The inaugural moment for these discoveries took place last Thanksgiving when my dad pulled out a hulking collection of photos that had been buried in storage for years. Suddenly, the table was covered with slices of cranberry walnut pie and never-before-seen pictures of my grandfather and namesake Donald Levit, who died decades before I was born. My dad handed me a photo of his family of four: Grandpa Donald, Grandma Rose, my dad, and his sister, Judy, riding one of those classic rolling chairs on the boardwalk at Ventnor City Beach. As the photos kept pouring out, I realized how little I knew about my dad’s ancestors.


Thanks to a distant cousin in Colorado, my mom’s side has been successfully traced back to Vitebsk Guberniya, a piece of the Russian Empire when my ancestors left in the 1890s and now part of Belarus. The empire was less than hospitable to the Jews, to say the least, and many landed in the United States.


My dad’s side, however, turned out to be a bit more far flung. Mix in a little Poland here, a little Austria there, pepper with some Ukraine and Germany, and you get the idea. But the key that unlocked the door to so many relatives can be credited to the DNA of my paternal great-grandfather, a man named Harry Putter. Don’t get my kids started because they’ve built a compelling argument that my dad’s side is full wizard. After all, we are related to Harry Putter, the “Jewish Harry Potter.” Sounds like some juicy fan fiction to me.


Looks like my grandfather and namesake Donald was a baseball fan, as am I.

Old family photos aside, there is a much more powerful reason that Nicole went on this recent quest. After Hamas’ terrorist attack on Israel last October, I experienced a great sense of loneliness. The action of searching for other Jewish relatives around the globe was uplifting. To actually find many of them has been a great panacea for the pain of these months and our current days.


Before cousin Ruth sent that care package, we were getting to know each other over email. Her handsome 21-year-old twin boys brought a great sense of comfort to me. We are thrilled that we’ll be able to meet her son Jacob this coming June when he visits the States.

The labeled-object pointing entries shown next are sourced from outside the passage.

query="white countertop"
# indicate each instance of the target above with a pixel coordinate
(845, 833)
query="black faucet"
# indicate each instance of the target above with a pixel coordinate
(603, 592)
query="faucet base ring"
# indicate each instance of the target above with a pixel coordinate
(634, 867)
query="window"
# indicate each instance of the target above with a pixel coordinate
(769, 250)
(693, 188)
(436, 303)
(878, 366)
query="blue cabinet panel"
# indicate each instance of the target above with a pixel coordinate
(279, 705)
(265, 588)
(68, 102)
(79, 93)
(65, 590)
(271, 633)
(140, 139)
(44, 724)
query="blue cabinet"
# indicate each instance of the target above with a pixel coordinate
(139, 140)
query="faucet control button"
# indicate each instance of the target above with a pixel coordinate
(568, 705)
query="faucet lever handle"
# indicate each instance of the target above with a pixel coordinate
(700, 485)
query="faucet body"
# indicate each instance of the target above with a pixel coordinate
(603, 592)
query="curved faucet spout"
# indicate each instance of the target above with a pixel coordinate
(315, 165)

So back to my great-grandfather Harry Putter. Nicole had to untangle the challenge of spelling variants and Americanized names as well as ship manifests and naturalization records to locate my cousins in Rio because their last name is Butter. The Brazilian Butters quickly connected us to the French Butters. In no time, the Putters were introduced to dozens of Butters and their many children. What a difference a single letter makes!


When it comes to the DNA search, the Brazilian Butters aren’t kidding around. They’ve assembled incredible family trees to show to us their oodles of cousins. But most significantly, the Butter sense of humor aligns nicely with the Levit sense of humor. After Nicole mentioned that I’m a huge Yankee fan, cousin Mendel replied, “Well, that’s not in the DNA because I find baseball boring.” Fair enough.


Here’s what’s not boring: the incredible photos they sent to us of Carnival happening in Rio. We’d get nightly reports of the traditions filled with a lot of fascinating history. Cousin David spoke about the bate-bola costume traditions they used to see when they visited their grandmother in the Jacarepaguá neighborhood in Rio. Cousins Anna and Arthur chimed in with a Friday evening “Shabbat Shalom.”


I’ve always been jealous of those huge extended family gatherings with dozens of people sporting kitschy T-shirts to mark the occasion. I’m dreaming up one of those reunions that’ll take place in Rio. I’m already designing the Butter-Putter graphic, which will surely include phrases in Portuguese, French, Hebrew and English. My kids will enthusiastically gather quotes for their Harry Putter fan fiction. We better hire a good translator.


Donny Levit is a writer, reporter, theater director and Spurs supporter. COYS!